According to the World Steel Association, Steel demand in India is expected to grow above 7% in the current as well as next year. The global steel body’s report, Short Range Outlook April 2019, estimated that global steel demand may reach 1,735 million tonne (mnt) in 2019, a rise of 1.3 per cent over 2018. In 2020, the demand is projected to grow 1 per cent to 1,752 mnt, it added.
The Brussels-based WSA, which counts 85% of world steel producers as its members, also said that “the Indian economy is expected to achieve faster growth in the second half of 2019 post general elections having overcome the shocks of demonetisation and Goods & Services Tax (GST) implementation.”
For developing economies (excluding China), the global steel body presented a positive but mixed picture
Steel demand in the emerging economies excluding China is expected to grow by 2.9% and 4.6% in 2019 and 2020 respectively.
Particularly for India it said ‘Having overcome the shocks of demonetisation and the Goods & Services Tax (GST) implementation, the Indian economy is now expected to achieve faster growth starting in the second half of 2019 after the election.
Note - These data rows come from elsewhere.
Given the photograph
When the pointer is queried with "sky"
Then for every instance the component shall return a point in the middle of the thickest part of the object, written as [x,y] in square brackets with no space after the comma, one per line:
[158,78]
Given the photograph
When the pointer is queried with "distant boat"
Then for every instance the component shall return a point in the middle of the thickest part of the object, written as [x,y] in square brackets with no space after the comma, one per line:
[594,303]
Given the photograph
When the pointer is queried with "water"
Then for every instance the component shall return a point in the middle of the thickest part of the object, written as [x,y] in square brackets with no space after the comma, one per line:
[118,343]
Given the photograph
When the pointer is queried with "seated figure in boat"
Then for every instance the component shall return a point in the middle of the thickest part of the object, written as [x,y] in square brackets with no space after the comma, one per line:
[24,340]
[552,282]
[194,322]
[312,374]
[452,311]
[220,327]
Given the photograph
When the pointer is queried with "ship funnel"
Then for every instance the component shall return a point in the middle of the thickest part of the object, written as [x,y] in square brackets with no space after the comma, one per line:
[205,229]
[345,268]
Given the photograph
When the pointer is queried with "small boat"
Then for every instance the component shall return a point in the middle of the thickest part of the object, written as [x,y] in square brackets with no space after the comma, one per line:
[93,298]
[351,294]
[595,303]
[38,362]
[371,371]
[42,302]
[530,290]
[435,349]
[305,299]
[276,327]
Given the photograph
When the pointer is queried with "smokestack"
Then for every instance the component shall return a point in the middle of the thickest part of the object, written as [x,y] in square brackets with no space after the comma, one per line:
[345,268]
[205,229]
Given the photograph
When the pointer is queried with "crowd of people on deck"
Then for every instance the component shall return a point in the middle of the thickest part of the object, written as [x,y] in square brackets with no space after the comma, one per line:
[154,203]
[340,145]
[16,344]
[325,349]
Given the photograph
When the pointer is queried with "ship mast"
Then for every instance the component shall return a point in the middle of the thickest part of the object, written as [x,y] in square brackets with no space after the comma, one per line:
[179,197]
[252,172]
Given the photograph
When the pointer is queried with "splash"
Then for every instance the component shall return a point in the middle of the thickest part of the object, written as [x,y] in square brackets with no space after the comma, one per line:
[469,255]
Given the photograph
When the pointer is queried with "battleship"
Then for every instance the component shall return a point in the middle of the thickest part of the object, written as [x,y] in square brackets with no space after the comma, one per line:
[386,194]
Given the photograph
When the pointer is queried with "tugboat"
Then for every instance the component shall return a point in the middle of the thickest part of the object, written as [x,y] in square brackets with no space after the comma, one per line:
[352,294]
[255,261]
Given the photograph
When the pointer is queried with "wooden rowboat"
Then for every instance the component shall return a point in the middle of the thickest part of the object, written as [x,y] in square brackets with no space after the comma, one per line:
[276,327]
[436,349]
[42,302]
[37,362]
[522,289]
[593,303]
While the fiscal deficit might weigh on public investment to an extent, the wide range of continuing infrastructure projects is likely to support growth in steel demand above 7% in both 2019 and 2020.’
Steel demand in developing Asia excluding China is expected to grow by 6.5% and 6.4% in 2019 and 2020 respectively, making it the fastest growing region in the global steel industry. In the ASEAN region, infrastructure development supports demand for steel.
Steel demand in the developed world reacts to a weaker trade environment
“In developed economies, steel demand grew by 1.8 per cent in 2018 following a resilient 3.1 per cent growth in 2017. We expect demand to further decelerate to 0.3 per cent in 2019 and 0.7 per cent in 2020, reflecting a deteriorating trade environment,” the body said in its report.
In 2017-18, steel demand in the US benefitted from the strong growth of the economy driven by government-led fiscal stimulus, leading to high confidence and a robust job market. In 2019, the US growth pattern is expected to slow with the waning effect of fiscal stimulus and a monetary policy normalisation. Therefore, both construction and manufacturing growth is expected to moderate. Investment in oil and gas exploration is expected to decelerate as well, while a boost in infrastructure spending is not expected.
The EU economies also face the deteriorating trade environment and uncertainty over Brexit. We expect slower growth in demand for steel in the major EU economies (especially in those more export dependent) in 2019. Steel demand growth is expected to improve in 2020, dependent on a reduction in trade tensions.
Japan recorded growth in steel demand in 2018, supported by a favourable investment environment and continued construction activities as well as a boost in consumer spending prior to the consumption tax increase. In 2019 and 2020, steel demand is likely to contract slightly due to a moderation of construction activities and decelerating exports despite the support provided by public projects.
Steel demand in Korea has been contracting since 2017 due to reduced demand from two major steel using sectors, shipbuilding and automotive. Steel demand is expected to continue declining in 2019 due to toughened real estate market measures and a deteriorating export environment. A mild recovery is expected in 2020.
The momentum of construction activities is also expected to moderate a bit in the developed economies, but thanks to the rebound in the developing economies, global growth will be maintained at a 3% level in 2019-20. However, in China, Turkey, South Korea and Argentina, construction activities are expected to continue to contract in 2019. With weakening investment and a worsening trade environment, the global machinery sector is expected to show a steady deceleration that will last till 2020, which will be more pronounced in major production hubs such as Germany, Japan and China.
Economic diversification efforts in the GCC continue in reaction to a low oil price environment but fiscal consolidation is still supressing construction activities. Steel demand is expected to continue to contract in 2019, with a minor recovery expected in 2020.
Iran’s steel demand will also contract in 2019 as the reinstatement of US sanctions causes a recession in the economy.
The situation in North Africa looks brighter, with Egypt recovering strongly after the structural reforms of 2017. Investment in energy and a recovery in the real estate market are expected to drive Egyptian steel demand. Other North African economies are also expected to show resilient growth in steel demand backed by strong investment activities.
Automotive and Construction
As pent-up demand and government stimulus measures subsided, the automotive industry saw a sharp slowdown in growth in 2018 in many countries, in particular in the EU, Turkey and China. The largest decline was observed in Turkey (-9.0%) and in the UK (-5.5%). As a result, global auto production growth decelerated to 2.2% in 2018 from 4.9% in 2017. In 2019, global auto production will continue to decelerate to 1% growth with stabilisation expected in 2020. However, in Latin America, especially in Brazil, auto production will buck the trend and continue to show a steady rebound.